Reseña originalmente publicada en catalán en El Rock-Òdrom

Pues sí. Parece que hemos llegado a la última pantalla de la historia de Megadeth. Y es que ya hace algunos meses que se anunció todo: El último disco, la última gira y también la proyección en algunos cines de “Behind The Mask”, la película y documental donde se hace una escucha de todo el nuevo disco del grupo y un repaso a todo lo que ha sido la historia de la banda. Una de las bandas, en mi opinión y en la de muchísima gente, pioneras del Thrash Metal. Uno de los Big Four, escogidos para permanecer para siempre entre los mejores de los mejores.

Todo estaba en marcha; fui al cine un jueves por la noche, unas horas antes de la salida de su último trabajo de estudio.
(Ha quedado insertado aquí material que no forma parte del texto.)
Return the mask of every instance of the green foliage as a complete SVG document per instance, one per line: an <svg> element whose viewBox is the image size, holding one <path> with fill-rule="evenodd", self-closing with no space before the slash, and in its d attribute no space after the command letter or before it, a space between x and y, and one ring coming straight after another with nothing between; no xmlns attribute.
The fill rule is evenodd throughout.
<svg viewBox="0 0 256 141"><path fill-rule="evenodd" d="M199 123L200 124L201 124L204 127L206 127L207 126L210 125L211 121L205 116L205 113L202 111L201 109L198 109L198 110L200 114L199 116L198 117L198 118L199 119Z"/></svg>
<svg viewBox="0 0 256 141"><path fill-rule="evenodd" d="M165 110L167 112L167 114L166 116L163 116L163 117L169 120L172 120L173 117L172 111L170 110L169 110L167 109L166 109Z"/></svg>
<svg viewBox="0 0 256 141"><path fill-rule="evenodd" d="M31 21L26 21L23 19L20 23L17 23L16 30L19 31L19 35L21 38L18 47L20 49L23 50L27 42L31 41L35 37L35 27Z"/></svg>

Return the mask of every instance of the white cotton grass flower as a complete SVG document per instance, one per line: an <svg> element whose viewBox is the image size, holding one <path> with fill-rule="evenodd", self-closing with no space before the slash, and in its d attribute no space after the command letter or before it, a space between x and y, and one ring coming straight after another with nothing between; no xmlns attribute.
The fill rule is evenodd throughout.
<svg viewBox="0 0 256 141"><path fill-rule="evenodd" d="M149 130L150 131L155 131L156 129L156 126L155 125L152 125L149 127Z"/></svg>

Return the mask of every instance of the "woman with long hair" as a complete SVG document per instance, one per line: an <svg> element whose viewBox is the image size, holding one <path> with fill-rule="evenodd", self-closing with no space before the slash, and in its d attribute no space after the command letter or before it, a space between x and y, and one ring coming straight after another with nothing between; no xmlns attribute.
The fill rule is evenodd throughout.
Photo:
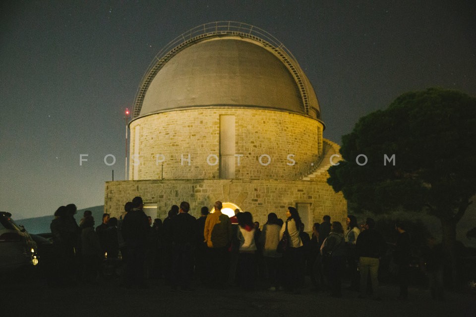
<svg viewBox="0 0 476 317"><path fill-rule="evenodd" d="M238 249L238 283L245 290L252 289L257 276L256 244L254 241L254 223L249 211L237 214L238 230L237 231L239 247Z"/></svg>
<svg viewBox="0 0 476 317"><path fill-rule="evenodd" d="M334 297L341 297L341 279L346 267L346 243L344 228L339 221L331 225L331 233L324 243L322 251L325 257L330 258L328 271L329 282Z"/></svg>
<svg viewBox="0 0 476 317"><path fill-rule="evenodd" d="M279 289L279 272L281 271L281 258L283 255L276 251L279 242L279 231L278 216L274 212L268 214L268 221L263 226L263 230L259 237L259 244L263 250L263 257L266 264L267 276L271 291Z"/></svg>
<svg viewBox="0 0 476 317"><path fill-rule="evenodd" d="M287 230L289 236L289 245L283 255L284 264L284 285L288 292L300 293L299 281L304 273L304 254L302 241L299 236L301 218L296 208L288 207L286 221L279 232L279 239L283 238Z"/></svg>
<svg viewBox="0 0 476 317"><path fill-rule="evenodd" d="M347 264L348 265L348 276L351 280L351 286L349 289L358 291L359 283L360 280L360 274L357 270L358 259L356 250L356 242L357 237L360 233L360 229L357 223L357 218L350 214L347 216L346 220L347 224L347 230L346 231L346 246L347 247Z"/></svg>

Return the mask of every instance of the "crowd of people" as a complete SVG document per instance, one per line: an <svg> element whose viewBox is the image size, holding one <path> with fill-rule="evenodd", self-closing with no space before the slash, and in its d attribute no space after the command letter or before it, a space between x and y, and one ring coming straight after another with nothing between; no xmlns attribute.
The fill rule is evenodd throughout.
<svg viewBox="0 0 476 317"><path fill-rule="evenodd" d="M142 198L135 197L125 204L119 219L104 213L95 229L90 211L84 212L78 225L75 205L59 208L51 225L57 260L51 282L94 284L107 275L126 288L147 288L151 281L161 279L172 291L190 292L192 282L213 289L233 285L252 290L260 280L267 283L269 291L299 294L307 274L315 290L340 297L346 276L349 289L359 292L359 298L381 299L377 274L387 244L371 218L359 226L349 215L345 229L325 215L322 223L313 224L310 237L298 211L291 207L284 220L270 213L262 228L248 211L237 209L231 217L223 213L220 201L212 213L202 207L198 218L189 214L189 203L182 202L172 207L163 223L159 218L153 222L143 208ZM394 261L399 297L405 299L411 238L403 223L397 222L395 229ZM442 299L439 257L436 249L427 251L433 264L432 294Z"/></svg>

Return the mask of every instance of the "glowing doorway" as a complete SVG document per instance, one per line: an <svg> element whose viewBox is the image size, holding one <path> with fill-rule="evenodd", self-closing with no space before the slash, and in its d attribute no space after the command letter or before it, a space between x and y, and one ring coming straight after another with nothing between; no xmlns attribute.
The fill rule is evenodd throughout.
<svg viewBox="0 0 476 317"><path fill-rule="evenodd" d="M230 217L235 215L235 210L239 209L239 212L241 212L243 211L238 207L236 204L233 203L222 203L222 213L224 213ZM210 213L215 212L215 207L212 209Z"/></svg>

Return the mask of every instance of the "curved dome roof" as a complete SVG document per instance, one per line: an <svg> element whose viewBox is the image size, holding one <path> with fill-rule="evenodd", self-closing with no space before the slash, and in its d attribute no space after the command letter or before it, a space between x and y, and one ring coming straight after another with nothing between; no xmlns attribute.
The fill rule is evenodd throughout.
<svg viewBox="0 0 476 317"><path fill-rule="evenodd" d="M320 119L315 93L292 55L282 45L277 48L243 35L202 34L155 59L139 87L134 117L224 106L274 108Z"/></svg>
Y “Behind The Mask” valió mucho la pena. Dave Mustaine, creador, líder y alma de Megadeth, comentaba cada canción del disco y también toda la historia que le ha llevado a ser quien es hoy en día.

Empezando con “Tipping Point”, tanto el disco como la película, sabes y te das cuenta de que Dave Mustaine ha querido poner toda la carne en el asador para hacer un inicio de disco muy duro. ¡Muy Thrash! Con el punteado y el riff inicial puedes intuir por dónde irán los tiros. Cambio y batería a doble bombo a toda velocidad de Dirk Verbeuren, y solos de Teemu Mäntysaari y del propio Dave Mustaine que dan un poco de tregua durante unos instantes. La voz de Dave Mustaine en algunos compases y fragmentos del tema es la voz que nos habría gustado escuchar en más canciones de álbumes pasados del cuarteto californiano: You will pray for peace, argh!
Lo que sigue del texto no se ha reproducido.